The many things we stopped listening to
“Wolkstein says (…) as long as your ear is not open to the Great Below, your understanding is necessarily limited. In Sumerian, the word for ear and wisdom is the same. It is said of Enki, the God of Wisdom and the King of the Deep Waters, who lives directly above the underworld, that his ears are ‘wide open’ and that ‘he knows all things’.”
In Portugal, December 8th is a Christian holiday of Our Lady of Conception (brewed from a much older winter sacred dynamics) and my late maternal grandmother’s birthday. I always knew her as blind, an intense woman who was angry with the world. On this day, I celebrate her because although she couldn’t see with her eyes, she could see in detail in many other ways. On this day of conception, I intend to concede other ways of seeing and feeling the world to be born.
When writing the book “The Sanctuary — Essays on Eco-Mythology,” I chose to organize the chapters by three of our senses, the sensations we have lost through modern domestication, following the thread of narratives that have left us blind, deaf, and mute. These terms are metaphors for the profound sensory and relational alienation and dissociation of fragmented modern culture — the forgetting of how to relate differently. On the other hand, they do not refer to “imperfections,” much less to the naming of “flaws” or physical incapacities of the various ways of understanding and being the world; nor do they postulate that individuals who understand and relate to the world in different ways are somehow inferior. I’m referring to cognitive deafness, which is limited by beliefs about how the world works.
To achieve this, we must open ourselves up to diversity beyond the confines and limitations of modern, verbal, and written language, opening up to other layers of porous relationships.
Along the way, I collect tales, stories and histories — both, the ones that remind and the ones that alienate. Recently, I came across two short stories about how cognitive deafness exiles us in an aseptic and inert world.
The Song of the Stars
The first comes from a Dutch anthropologist and his “study” of the San people in the Kalahari Desert in Africa. Other Western-modern apprentices of this African culture (self-proclaimed researchers) had already said things like: “(…) entering the world of the San is like entering the landscape itself; they are the landscape that they continually read and interpret; I, as a Westerner am completely illiterate in this world.”

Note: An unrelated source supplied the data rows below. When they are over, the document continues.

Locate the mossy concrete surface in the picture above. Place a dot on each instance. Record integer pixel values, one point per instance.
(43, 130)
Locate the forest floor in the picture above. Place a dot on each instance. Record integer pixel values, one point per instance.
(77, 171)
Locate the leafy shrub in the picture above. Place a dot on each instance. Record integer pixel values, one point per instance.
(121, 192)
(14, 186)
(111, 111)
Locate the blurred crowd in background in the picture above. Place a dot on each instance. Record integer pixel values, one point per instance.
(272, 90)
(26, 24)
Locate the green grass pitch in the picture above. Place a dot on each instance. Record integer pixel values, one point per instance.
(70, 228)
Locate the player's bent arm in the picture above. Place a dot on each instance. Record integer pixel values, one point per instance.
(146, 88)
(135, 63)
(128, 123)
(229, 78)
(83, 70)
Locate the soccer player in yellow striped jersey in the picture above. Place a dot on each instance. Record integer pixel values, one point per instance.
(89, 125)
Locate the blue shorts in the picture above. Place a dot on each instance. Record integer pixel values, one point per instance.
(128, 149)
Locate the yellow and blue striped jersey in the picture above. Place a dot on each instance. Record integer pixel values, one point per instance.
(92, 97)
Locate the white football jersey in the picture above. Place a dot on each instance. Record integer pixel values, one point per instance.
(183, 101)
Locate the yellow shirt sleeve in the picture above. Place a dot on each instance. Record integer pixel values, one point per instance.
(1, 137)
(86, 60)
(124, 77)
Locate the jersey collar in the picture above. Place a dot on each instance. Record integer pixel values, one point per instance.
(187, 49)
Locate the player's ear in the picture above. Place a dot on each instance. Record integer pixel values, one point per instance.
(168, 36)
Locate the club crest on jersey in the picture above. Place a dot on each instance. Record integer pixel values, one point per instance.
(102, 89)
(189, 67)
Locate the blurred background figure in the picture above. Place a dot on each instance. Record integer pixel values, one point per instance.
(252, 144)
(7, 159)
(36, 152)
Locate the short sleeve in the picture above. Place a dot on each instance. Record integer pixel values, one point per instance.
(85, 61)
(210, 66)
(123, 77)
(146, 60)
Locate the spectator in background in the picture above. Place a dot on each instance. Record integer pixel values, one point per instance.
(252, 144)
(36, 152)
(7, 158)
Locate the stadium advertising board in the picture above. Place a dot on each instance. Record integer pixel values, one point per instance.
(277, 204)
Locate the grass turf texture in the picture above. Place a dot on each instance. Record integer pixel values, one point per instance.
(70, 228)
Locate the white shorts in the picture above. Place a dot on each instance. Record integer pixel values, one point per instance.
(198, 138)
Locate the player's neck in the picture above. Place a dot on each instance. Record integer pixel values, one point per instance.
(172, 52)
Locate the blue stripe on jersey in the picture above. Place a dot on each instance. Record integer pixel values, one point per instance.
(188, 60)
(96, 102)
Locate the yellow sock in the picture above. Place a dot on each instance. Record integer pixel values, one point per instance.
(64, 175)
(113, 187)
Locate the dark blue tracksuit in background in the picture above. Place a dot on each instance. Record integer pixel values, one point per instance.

Now, in the sixties of the twentieth century, this Dutch anthropologist spent some time camping with the San, and at night, the community told and sang stories and songs they heard from the stars. The Dutchman thought they were metaphors and symbols, but he never assumed that the stars really sang. When the tribe realized he didn’t hear the stars, they mourned him deeply for his deafness and alienation, for not being able to hear the richness of the sky. They performed a ritual of mourning and pain for the loss of his ability to hear the stars.
The Melody of the Aurora Borealis
The second was transmitted by Dr. Predrag Slijepcevic, in his course and book “Biocivilizations,” about the Sami, the tribe still living in Northern Europe. In their stories and songs, the Sami have always said that the Northern Lights emit audible melodies and sounds. That they hear them.
Modern scientists have always denied this, attributing this “belief” to the cognitive and primitive inferiority of the Sami. After all, they’re just a tribe from the frozen steppe, reindeer herders. According to modern science, the stories whispered by the Aurora Borealis are nothing more than superstition and belief, because it is impossible, according to their measurements and apparatus, for them to generate sound. Until a scientist recently proved that, in fact, this cosmic event, the colored lights in the sky, the product of the interaction between solar winds and chemical elements, generates sound! Although inaudible to modern ears, it is authentic. But everyone forgot to credit the ancient sensory wisdom of the Sami, who have always listened to the melodies of the Northern Lights.